Structured data for GLAM-Wiki/Intro

Structured data for GLAM-Wiki

How do we humans make sense of all the data that gets generated in the world? Through our memory, and through the records we keep. How do machines make sense of all the data that gets generated in the world? Through what programmers call structured data.

Structured data is a way of formally describing objects and relationships in the world that is flexible enough to accommodate what we know, and still be understood by computers.

A short, beginner-level introduction to Structured Data on Wikimedia Commons (3 minutes 43 seconds)

How does it work?

Structured data on Wikimedia projects describes things in the world (creative works, people, media files...) with properties and values. One way to understand this, is to consider a driver’s license, which consists of various properties such as name, address, date of birth, eye color, and license number, and corresponding values which are specific to the individual.

Take a moment to consider what the properties and values of a creative work could be. With structured data, one can assemble as many property-value combinations as one likes. They can describe many different aspects of a creative work: when it was made, by whom, of which materials, and in which collection it is held.

Example

Given a painting, what might some of its properties be?

  • Painted by.
  • The subjects depicted in the painting.
  • Date of creation.

What then are its corresponding values? They might be, respectively:

  • "Thomas Eakins,"
  • "boy,"
  • and "1878."

These are just some of the details we are used to, but property-value combinations are only limited by what one can imagine describing. One might also include properties like "material used," "collection," "height," and "width."

Property and value pairs show up all over the structured data format that Wikimedia projects use, so it’s a good idea to practice thinking of things in this way. If we consider the figure above, we see that structured data forms an almost infinite network of relationships between different data items or entities.

The values in the pairs can, themselves, branch into new property-value pairs: "Thomas Eakins," "banjo," "watercolor painting," and "Metropolitan Museum of Art" can each spawn their own branches.

In fact, structured data on Wikimedia projects forms a very large, multidimensional graph; a map of knowledge, of connected things in the world, that both humans and machines can read and derive meaning from.

Structured data on Wikimedia projects is multilingual

This multidimensional graph of structured human knowledge is designed to be useful to as many people as possible. Entities on Wikidata - both properties and items - are designed to be multilingual. Wikimedia volunteers add labels (similar to names) and aliases (alternative names, spellings...) to them in many languages. In this way, structured data from Wikimedia helps to make information discoverable, no matter in which language you will search.

Example

Structured data on Wikimedia projects is machine-readable

Structured data on Wikimedia is also designed in such a way that it can easily be re-used and remixed by programmers.
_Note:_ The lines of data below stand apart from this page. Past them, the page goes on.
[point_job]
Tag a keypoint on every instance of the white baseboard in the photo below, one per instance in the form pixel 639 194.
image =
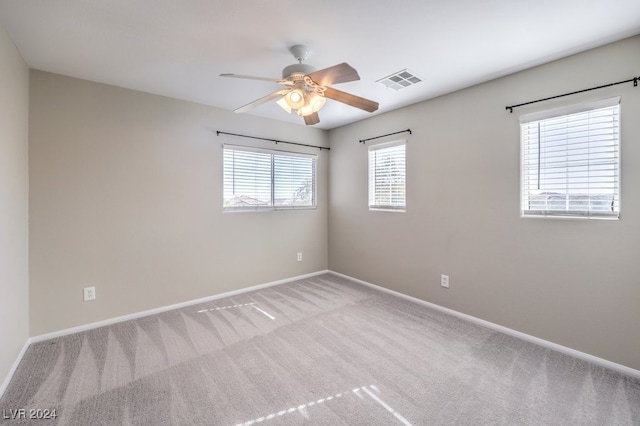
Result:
pixel 116 320
pixel 14 367
pixel 136 315
pixel 523 336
Software developers use the API (Application Programming Interface) and data access of Wikidata and Wikimedia Commons to create many diverse applications.

Learn more
Examples
  • Open Art Browser
  • The Astrolabe Explorer
  • Dwynwen, a Wikidata-driven interface to the collections of the National Library of Wales (blog post)
  • Interactive timeline of the Museo del Prado:

Structured data on Wikipedia and other Wikimedia projects

Wikimedia projects make more and more use of structured data. You can see structured data in action in various projects:

Wikidata

Wikidata, a sister project of Wikipedia, is the free knowledge base of the Wikimedia ecosystem. Wikidata is the main project that stores freely editable and re-usable, multilingual, structured data.

Wikidata contains tens of millions of data items (or entities) about notable things in the world: places, people, abstract concepts, creative works...

Wikimedia Commons

Wikimedia Commons is a free source of volunteer-contributed media files and their associated metadata. It contains more than 50 million files: images, audio, video...

Many of these files on Wikimedia Commons have been contributed by cultural institutions - from large ones, like the National Archives of the United States, to very small organizations like the Jakob Smitsmuseum in Belgium.

Wikibase

Wikibase is not a website; it is a piece of software. Wikibase powers Wikidata, and the structured data on Wikimedia Commons. And, as free software, any individual or organization can download and use it to create their own, independent, structured data repositories. Many cultural institutions host their own Wikibase, like the German National Library and Rhizome.org.

 
Learn more

This introduction to structured data focuses on Wikimedia projects, not on individual organizations' use of Wikibase.

To learn more about Wikibase and get in touch with its community, check the website: https://wikiba.se/

Wikipedia

Wikipedia is an encyclopedia, describing knowledge about the world in text form. Structured data is not at the center there, but it appears in many places. Examples of structured data on Wikipedia include the authority control information on English Wikipedia, as well as many infoboxes on French, English, Portuguese, and other Wikipedias.

To apply Structured Data to other Wikimedia platforms, the Structured Data Across Wikimedia (SDAW) project is working to structure content on wikitext pages in a way that will be machine-recognizable and -relatable, to make reading, editing, and searching easier and more accessible across projects, such as Wikipedia in various languages, and on the internet.